Introduce an idiom to only use an argument file in a shebang line.

This way, a shebang line could be coerced into accepting multiple arguments:

#!/usr/local/bin/jjs @scriptargs
...

The @scriptargs file would contain all of the arguments.

This would allow for adopting the "full flexibility" model outlined above. It also entails the same consequences in terms of implementation, as the arguments are inserted in place where the arguments file is mentioned.

Requiring users to provide an additional file with arguments is somewhat at odds with usual scripting practice.

Proposal 4: Restriction to a Single Script Plus Arguments

Introduce a dedicated mode that allows multiple arguments but only one script file.

The shebang line can mention an arbitrary amount of interpreter arguments, but only the first argument following them will be regarded as the script file to run, and all subsequent arguments will be treated as arguments to the script. The argument designating this dedicated mode must come last on the shebang line.

#!/usr/local/bin/jjs --language=es6 -s
print(arguments)

With the above script file, this invocation

$ ./script.js hello world

will lead to the args array

[--language=es6,-s,./script.js,hello,world]

Implementation of this proposal will entail the following:

Consideration of the argument following -s as the script file to execute.
Replacement of the -s,scriptfile sequence with scriptfile,-- in the args array during preprocessing.
On Linux and Cygwin, parsing of the shebang argument (which is passed as a single string there) to separate it into particular arguments before applying the above steps.

It will not be possible to pass arguments to Nashorn itself when executing a shebang script, unless these arguments are given on the shebang line. It will also not be possible to run extra JavaScript files unless they are given on the shebang line (before -s) or are explicitly loaded in the script itself.

Proposal 5: Implicit Restriction to a Single Script

Introduce a dedicated "silent shebang" mode that allows multiple interpreter arguments but only one script file.

The shebang line can mention an arbitrary amount of interpreter arguments. The first script file encountered in the args array is checked for a shebang line.

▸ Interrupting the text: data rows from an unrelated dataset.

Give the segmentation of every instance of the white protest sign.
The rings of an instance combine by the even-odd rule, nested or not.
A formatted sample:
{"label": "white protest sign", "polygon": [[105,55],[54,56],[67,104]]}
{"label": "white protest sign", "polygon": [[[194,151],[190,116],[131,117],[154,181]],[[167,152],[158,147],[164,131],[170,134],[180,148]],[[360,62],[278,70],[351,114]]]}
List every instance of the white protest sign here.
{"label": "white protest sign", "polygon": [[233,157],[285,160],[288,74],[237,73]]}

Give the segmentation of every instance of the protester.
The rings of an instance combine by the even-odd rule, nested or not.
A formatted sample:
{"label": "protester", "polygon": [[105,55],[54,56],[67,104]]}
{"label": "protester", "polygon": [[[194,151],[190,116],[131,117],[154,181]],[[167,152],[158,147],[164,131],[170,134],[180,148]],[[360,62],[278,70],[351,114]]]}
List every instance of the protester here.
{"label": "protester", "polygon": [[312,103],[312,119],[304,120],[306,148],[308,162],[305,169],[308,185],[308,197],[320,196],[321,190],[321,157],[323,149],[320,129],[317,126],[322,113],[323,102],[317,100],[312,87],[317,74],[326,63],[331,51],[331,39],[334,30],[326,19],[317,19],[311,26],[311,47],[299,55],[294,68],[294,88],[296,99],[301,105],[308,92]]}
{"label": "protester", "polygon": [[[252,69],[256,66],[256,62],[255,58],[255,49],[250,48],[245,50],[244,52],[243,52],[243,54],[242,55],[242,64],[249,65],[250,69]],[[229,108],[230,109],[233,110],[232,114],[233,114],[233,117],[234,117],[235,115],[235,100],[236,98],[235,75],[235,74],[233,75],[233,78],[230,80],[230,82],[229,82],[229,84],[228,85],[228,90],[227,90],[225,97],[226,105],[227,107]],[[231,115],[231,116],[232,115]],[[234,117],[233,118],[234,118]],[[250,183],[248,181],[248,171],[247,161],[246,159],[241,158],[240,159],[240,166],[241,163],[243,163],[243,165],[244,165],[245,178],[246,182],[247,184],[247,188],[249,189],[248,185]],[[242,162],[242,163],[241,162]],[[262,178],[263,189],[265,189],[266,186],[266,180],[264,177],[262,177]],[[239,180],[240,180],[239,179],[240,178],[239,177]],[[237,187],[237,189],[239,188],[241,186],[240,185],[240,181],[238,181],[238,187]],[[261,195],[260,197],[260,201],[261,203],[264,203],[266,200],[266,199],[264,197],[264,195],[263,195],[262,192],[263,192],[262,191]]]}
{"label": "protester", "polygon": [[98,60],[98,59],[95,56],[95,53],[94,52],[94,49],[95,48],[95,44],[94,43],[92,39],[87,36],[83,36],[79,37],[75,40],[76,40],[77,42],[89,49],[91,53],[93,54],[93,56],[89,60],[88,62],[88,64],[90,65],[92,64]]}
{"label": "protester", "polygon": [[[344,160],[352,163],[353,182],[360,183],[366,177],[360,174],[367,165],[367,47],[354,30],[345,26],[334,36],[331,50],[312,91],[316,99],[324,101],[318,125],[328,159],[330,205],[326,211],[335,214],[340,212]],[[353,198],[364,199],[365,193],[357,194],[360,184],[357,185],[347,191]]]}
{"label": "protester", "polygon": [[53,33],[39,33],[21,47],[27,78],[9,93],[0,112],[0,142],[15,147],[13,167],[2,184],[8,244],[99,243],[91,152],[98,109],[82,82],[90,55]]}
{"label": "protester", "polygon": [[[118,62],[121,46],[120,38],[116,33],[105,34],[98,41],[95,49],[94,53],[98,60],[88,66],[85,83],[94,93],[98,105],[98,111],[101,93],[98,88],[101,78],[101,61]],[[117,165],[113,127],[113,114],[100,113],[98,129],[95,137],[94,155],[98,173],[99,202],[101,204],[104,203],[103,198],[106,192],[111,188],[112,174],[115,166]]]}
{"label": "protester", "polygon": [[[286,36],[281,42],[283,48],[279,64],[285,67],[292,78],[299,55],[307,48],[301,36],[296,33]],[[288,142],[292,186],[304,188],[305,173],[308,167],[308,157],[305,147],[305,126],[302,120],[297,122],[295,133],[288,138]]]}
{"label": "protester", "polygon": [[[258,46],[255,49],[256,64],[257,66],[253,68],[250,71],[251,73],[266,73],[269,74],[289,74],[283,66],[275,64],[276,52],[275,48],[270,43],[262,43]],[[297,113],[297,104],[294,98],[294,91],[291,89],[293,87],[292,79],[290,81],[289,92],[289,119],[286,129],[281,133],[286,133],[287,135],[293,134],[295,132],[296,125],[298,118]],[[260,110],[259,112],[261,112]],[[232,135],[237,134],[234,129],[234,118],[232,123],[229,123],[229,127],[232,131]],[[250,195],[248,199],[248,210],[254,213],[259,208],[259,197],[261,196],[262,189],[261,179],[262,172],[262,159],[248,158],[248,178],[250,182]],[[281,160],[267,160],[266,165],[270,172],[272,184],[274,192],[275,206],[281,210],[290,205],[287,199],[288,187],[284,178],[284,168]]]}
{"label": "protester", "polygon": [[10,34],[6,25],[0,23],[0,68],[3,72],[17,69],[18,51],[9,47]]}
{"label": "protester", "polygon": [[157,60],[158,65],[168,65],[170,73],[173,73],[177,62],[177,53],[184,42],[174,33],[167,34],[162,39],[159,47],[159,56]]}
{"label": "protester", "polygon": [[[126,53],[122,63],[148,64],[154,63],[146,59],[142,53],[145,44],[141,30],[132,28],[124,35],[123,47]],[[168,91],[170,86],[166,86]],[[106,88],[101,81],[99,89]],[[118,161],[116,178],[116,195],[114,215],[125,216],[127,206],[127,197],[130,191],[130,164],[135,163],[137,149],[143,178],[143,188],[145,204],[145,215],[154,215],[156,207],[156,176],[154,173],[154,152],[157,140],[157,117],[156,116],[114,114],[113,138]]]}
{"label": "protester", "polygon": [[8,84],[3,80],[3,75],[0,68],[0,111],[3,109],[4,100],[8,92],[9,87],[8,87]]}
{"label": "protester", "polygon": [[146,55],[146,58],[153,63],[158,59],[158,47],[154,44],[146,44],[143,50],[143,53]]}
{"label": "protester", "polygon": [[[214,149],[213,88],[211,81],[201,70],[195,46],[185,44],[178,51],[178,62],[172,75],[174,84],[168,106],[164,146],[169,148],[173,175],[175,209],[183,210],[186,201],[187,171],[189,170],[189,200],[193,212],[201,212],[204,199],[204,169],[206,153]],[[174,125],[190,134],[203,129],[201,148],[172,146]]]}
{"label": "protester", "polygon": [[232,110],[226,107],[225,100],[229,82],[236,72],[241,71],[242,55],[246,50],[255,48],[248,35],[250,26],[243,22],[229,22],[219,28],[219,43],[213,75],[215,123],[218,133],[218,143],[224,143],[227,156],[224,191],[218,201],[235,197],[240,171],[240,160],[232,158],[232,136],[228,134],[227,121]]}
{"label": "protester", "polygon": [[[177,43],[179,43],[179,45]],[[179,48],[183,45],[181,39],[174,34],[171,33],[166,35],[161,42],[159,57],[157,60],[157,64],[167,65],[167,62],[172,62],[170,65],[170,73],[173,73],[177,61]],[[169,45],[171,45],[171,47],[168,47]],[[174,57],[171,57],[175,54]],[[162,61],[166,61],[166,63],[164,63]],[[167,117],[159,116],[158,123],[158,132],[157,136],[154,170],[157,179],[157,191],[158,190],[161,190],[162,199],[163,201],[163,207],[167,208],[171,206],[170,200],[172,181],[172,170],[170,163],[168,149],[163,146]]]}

If it has such a line, Nashorn enters "shebang mode", in which all arguments following the first script file will be considered arguments to the script.

#!/usr/local/bin/jjs --language=es6 --log=compiler
print(arguments)

With the above script file, the invocation

$ ./script.js hello world

will lead to the args array

[--language=es6,--log=compiler,./script.js,hello,world]

Implementation of this proposal will entail the following:

Traversing the args array and checking the first non-option argument for the presence of a shebang line.
In case a shebang line is found in the file described by the first non-option argument, insertion of the script/arguments separator right after that argument.
On Linux and Cygwin, parsing of the shebang argument (which is passed as a single string there) to separate it into particular arguments before applying the above steps.

If the user gives a JavaScript file as one of the shebang arguments, it will be considered the script to run instead of the script that was invoked at the shell prompt, i.e., it is the user's responsibility to provide "sensible" shebang lines.